Stamattina però il flacone giallo precede il blu.
Perciò il nemico ha sicuramente tentato di sfondare le linee.
Ti sei intossicata di te fino a morirne.
Forse hai esagerato con i trucchi. È proprio questo il destino degli illusionisti, illudersi fino a crepare.
Credevi di giocarmi? Ci sei riuscita.
Mentre ramazzo le latrine, penso che sei uscita in quarant’otto e qui è rimasta solo la puzza d’orina vecchia.
Ma davvero credevi al tuo prestigio?

All’inizio non volevo capire. C’erano troppe tracce disseminate dappertutto.
Le ho seguite quasi alla fine del percorso, dove si affievolivano e sparivano.
Ho scoperto che i tuoi passi intersecavano quelli degli altri.
Non saprò mai, però, se loro ricalcavano le tue impronte, oppure se le dirigevano.
Io avevo tutti gli assi, che mi avevi consegnato tu, però vincevi.
Come cazzo ci riuscivi?
Era la mia paura ad arrestarmi?

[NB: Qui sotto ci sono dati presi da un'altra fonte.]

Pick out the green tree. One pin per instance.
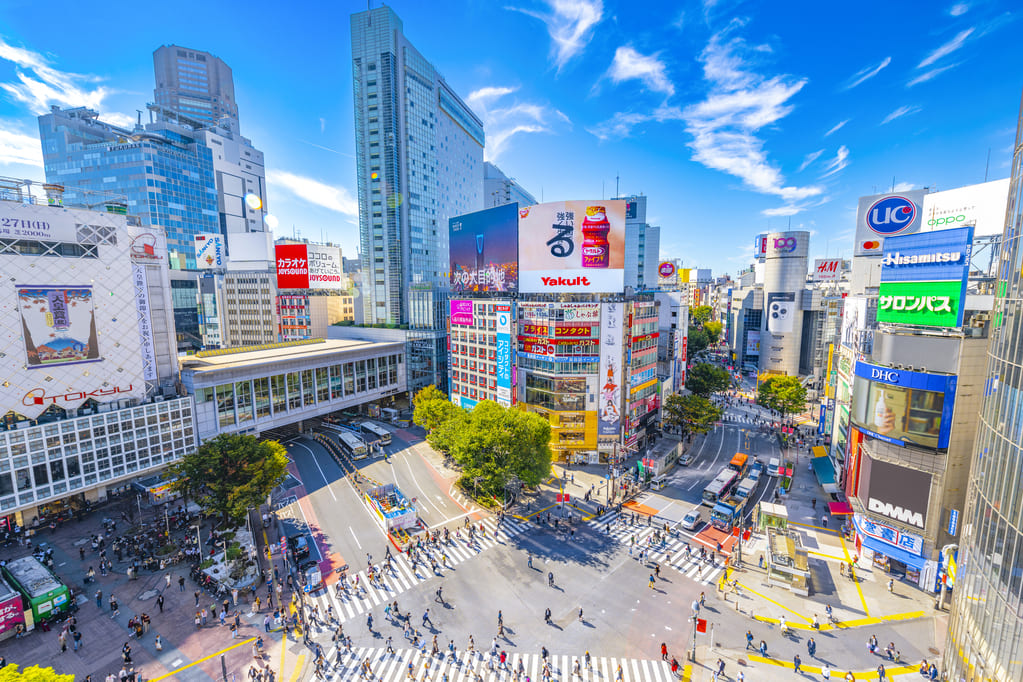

Là dove le tracce superavano la trincea.
Sarei dovuto scivolare nel buco, sporcarmi con la tua gente.
All’epoca dello stordimento, tu stavi sulla porta, e facevi contrabbando della tua peluria tra le cosce.
I cani quella cosa la sentono da lontano. Dopo anni ritornavano ancora a rivoltarsi nei tuoi pensieri, come tra le lenzuola sporche.
Ti sei mai fatta schifo? No! Senza rimorsi.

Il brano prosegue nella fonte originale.